Jumat, 26 Mei 2017 - 14:30:00 WIB - Viewer : 3672

Dewan Minta Stop Aktivitas Angkutan Batubara

Ampera.co

AMPERA.CO, Palembang - Peristiwa kapal tongkang pengangkut batubara yang menabrak tiang Jembatan Ampera, Rabu (17/5) lalu, disesalkan banyak pihak. Termasuk wakil rakyat yang duduk di Dewan Perwakilan Rakyat Daerah (DPRD) Palembang.

Ketua Komisi II DPRD Palembang, Candra Darmawan mengatakan, dengan adanya insiden kecelakaan itu, pihaknya meminta agar Pemerintah Kota (Pemkot) Palembang melalui dinas terkait, untuk menghentikan sementara semua aktivitas angkutan batubara di perairan Sungai Musi.

"Tentu sangat kita sayangkan insiden kecelakaan itu terjadi.
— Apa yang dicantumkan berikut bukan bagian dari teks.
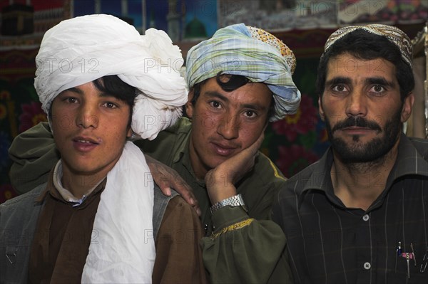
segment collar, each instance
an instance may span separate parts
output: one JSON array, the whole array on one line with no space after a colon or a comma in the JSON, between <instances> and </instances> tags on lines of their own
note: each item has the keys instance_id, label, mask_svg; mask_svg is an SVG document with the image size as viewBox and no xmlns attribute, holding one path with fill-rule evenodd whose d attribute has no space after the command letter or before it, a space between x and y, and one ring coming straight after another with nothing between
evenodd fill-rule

Apalagi, Jembatan Ampera merupakan icon kebanggaan masyarakat Palembang, kami minta dan rekomendasikan agar semua aktivitas angkutan batubara di stop,"katanya, usai melakukan rapat dengan Dinas Perhubungan (Dishub) Palembang, PT Pelindo, dan perwakilan perusahaan pemilik batubara, Jumat (26/5).

Ketua DPC PBB Palembang ini menilai, banyak dampak negatif jika tiang Jembatan Ampera mengalami kerusakan. Oleh karena itu, ia meminta juga agar Pemkot Palembang melakukan evaluasi secara menyeluruh atas insiden tersebut.

"Bisa dibayangkan, jika Jembatan Ampera ini roboh. Berapa besar kerugian materi dan berapa banyak yang akan menjadi korban. Evaluasi harus dilakukan. Jangan sampai ada korban,"ujarnya.

Selain itu, sambung pria yang juga menjabat sebagai ketua Fraksi Hanura Amanat Bulan Bintang (Habb) ini, pemasukan yang didapat Pemkot Palembang untuk Pendapatan Asli Daerah (PAD) dari retribusi atau pajak angkutan di perairan Sungai Musi tidak sesuai.

"Jadi hasil evaluasi Komisi II. Akan kami sampaikan sebagai rekomendasi kepada Pemkot Palembang, untuk dilakukan pemeriksaan secara intensif dan evaluasi secara menyeluruh, terkait kerusakan yang terjadi,"katanya.

Ditambahkannya, investigasi dan evaluasi harus dilakukan. Guna mengetahui penyebab terjadi penambarakan tersebut, apakah karena kelebihan tonase atau kelalaian dari pemandu.

"Apakah aturan yang sudah ada sudah dijalankan atau tidak. Tentu, itu harus dilakukan investigasi,"katanya.

Diketahui, peristiwa itu terjadi saat tongkang raksasa milik PT Bukit Asam ditarik kapal tunda dari arah Dermaga 35 Ilir menuju Boom Baru, pukul 11.00 WIB. Tiba-tiba, tali penarik putus, di sekitar 500 meter dari Jembatan Ampera.

Akibatnya, tongkang itu hanyut dengan kecepatan tinggi karena arus Sungai Musi cukup deras. Kapal tunda lain berupaya menarik tongkang namun gagal karena keburu hanyut dan melaju kencang menuju jembatan. 

Akhirnya, tongkang teraebut langsung menghantam tiang Jembatan Ampera dengan posisi melintang dan mengenai dua tiang jembatan.